The Beauty of the Dead and Other Stories (21 page)

II

He lay in the bedroom all that day, irritated and tired, yet restless. Frequently he found himself troubled by the motions and the sound of the chandelier. It was a very strange thing that he had never noticed it before. Yet now it troubled him. Once or twice he settled back on the pillows, trying to sleep, but the tinkling of the little pieces of glass, stirring in the wind blowing in at the open window, made a tiny maddening curtain between himself and oblivion. At other times he lay thinking: about the shop, then Edward, about the chrysanthemums in his little greenhouse behind the shop, about the doctor. When the doctor had been and departed he turned over in his mind what he had said. He tried to read into his reticent words at first more and then less than they seemed to mean. ‘The heart has had a nasty bump, Mr. Peacock, that's the trouble. A nasty little bump.
It needs rest and quiet, that's all, Mr. Peacock. If I were you I should get someone in to look after you.' In time these words began to have on him the same effect of irritation as the sound of the chandelier. They told him nothing. Very clever to say the heart had had a nasty bump; wonderful to advise getting someone in. The trouble was that he had nobody: except a sister who lived at the far end of the town, married to a third-rate insurance agent who rolled his own miserable ragged cigarettes for the sake of economy. He did not like either his sister or her husband; he did not think they liked him. It annoyed him that he should be forced even to think of them now.

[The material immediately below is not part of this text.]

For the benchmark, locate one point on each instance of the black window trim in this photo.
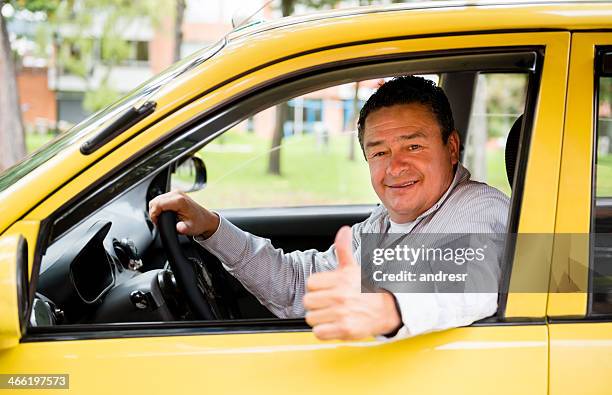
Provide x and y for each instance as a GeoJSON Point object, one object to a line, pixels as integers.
{"type": "Point", "coordinates": [193, 135]}
{"type": "Point", "coordinates": [598, 73]}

He was glad when, about twelve o'clock, Edward came upstairs to say that his solicitor had arrived. Yet once again his feelings instantly took the form of fresh irritation.

‘All right, all right, all right!' he said. ‘Show him up! What's the sense in tramping upstairs twenty times when once will do?'

‘Yes, Mr. Peacock, yes.' Edward hurriedly left the room.

‘Wasting shoe leather!'

He lay back on the pillows, ashamed. His heart was beating very rapidly. He had not intended to speak like that. Far from it. No. He did not know at all what was coming over him. A few minutes later his
solicitor came in, a tall narrow-jawed man who enjoyed a little shooting two or three days a week and who now entered the room with great heartiness, smiling. Suddenly the little jeweller, who had lived for so many years without contention or malice, felt that he hated him. He felt illogically that the solicitor and the idea of the will were the causes and not the result of his pain. His mouth set itself coldly against the bed-sheet, his eyes levelly transfixed.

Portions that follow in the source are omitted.